Wednesday, December 10, 2008

Mama said there’d be days like this

Updated 3/2017--photo/video and all links (except to my own posts) removed as many no longer active. and it was easier than checking each one.  

(cartoon photo credit)
The above is a cartoon that was in the paper on December 2, 2008. In reviewing my twitters that morning (prior to reading the paper), I saw this one from Vijay to which I responded.

scanman wondering if @Bongi1, @rlbates & @DrCris have such days http://is.gd/a0dH :P


rlbates @scanman Regarding: have such days http://is.gd/a0dH Fortunately not in the OR, but with quilting and life. Worry about it sometimes.

This has been on my mind a lot lately. I have been trying to find a way to put it into words.

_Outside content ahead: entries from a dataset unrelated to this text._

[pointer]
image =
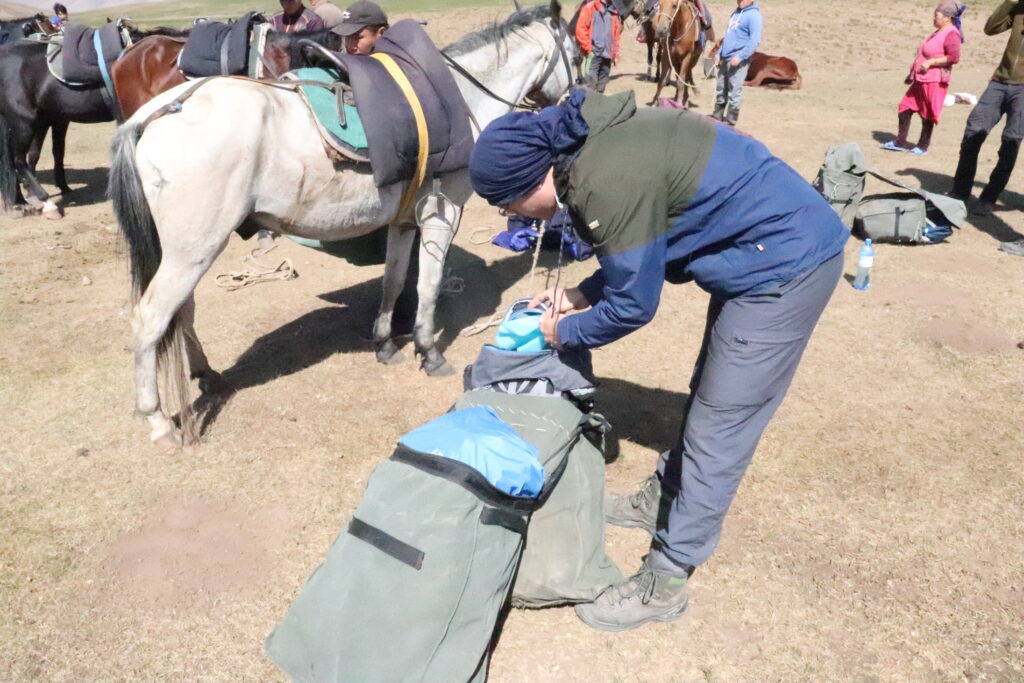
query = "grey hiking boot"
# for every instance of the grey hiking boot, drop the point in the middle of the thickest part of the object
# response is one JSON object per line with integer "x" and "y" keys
{"x": 651, "y": 594}
{"x": 1016, "y": 248}
{"x": 638, "y": 510}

Another female surgeon who sews, the Stitching Surgeon, recently had a day like this with her sewing.


stitchinsurgeon spent the last 3 hours with my embroidery machine...every project ruined! going to the YMCA to work out some of this frustration! 1:32 PM Dec 1st

Then the next day she posted some lovely work she had done and said this:
I set up my embroidery machine and while it is working I am hard at work on my Bernina.
I'm just "sew" efficient.

When I am sewing and I find that things aren’t going right, I’m ripping out every other or every seam and having to redo them or making cutting errors and “wasting” fabric, then I just put the project aside for the day. I go do something else just like Stitching Surgeon did. If I had a day like that in the operating room, I would not be able to do that. I would have to finish what I had started. It would have to be done right. I do think that there are days for me, both in the OR and in sewing, where things just seem easy, almost magical. There are other days when I seem to struggle more than I would like, but I haven’t had any days (thankfully) where I have felt like I would (and by extension, the patient would) be better off if I could do the surgery another day. Still the thought lingers with me.

So let me leave you with the song (video) the title was taken from

3 comments:

Vijay said...

I guess the mark of a wise surgeon is to know perform with more care when s/he realizes it's "one of those days."

Nice post. Great song :)

Jabulani said...

$300 for the quilt? That's MUCH more like it!

I wholeheartedly relate to this blog ... I am currently making a costume for my daughter's gymnastics display. Last night, I sewed on the frill the wrong way round and spent 2 hours unpicking the whole thing. I am about to go back to it (and, please God, it will work out) but up til now, I've not even been able to look at it!
I have every admiration for you surgeons who have to work thru' your frustrations and doggedly keep at it. Particularly if "one of those days" becomes 2 or 3 ...

DrCris said...

I have had those sort of days at surgery and research. The tricky part in my surgical career is I have a supervising surgeon watching all the goofs and foot-in-mouthisms. So I have to reassure the patient, and still manage to keep the surgeon trusting.

I medical research, I have had some days where everything goes wrong, which means an experiment that starts with 8 subjects ends up with four. Any variation means that test is excluded from results. Temptation can be to make do, and lots of my colleagues do. However, I guess I know how important basic research can be in the long term, and it is worth making sure the data is quality, before everyone else bases their results on yours.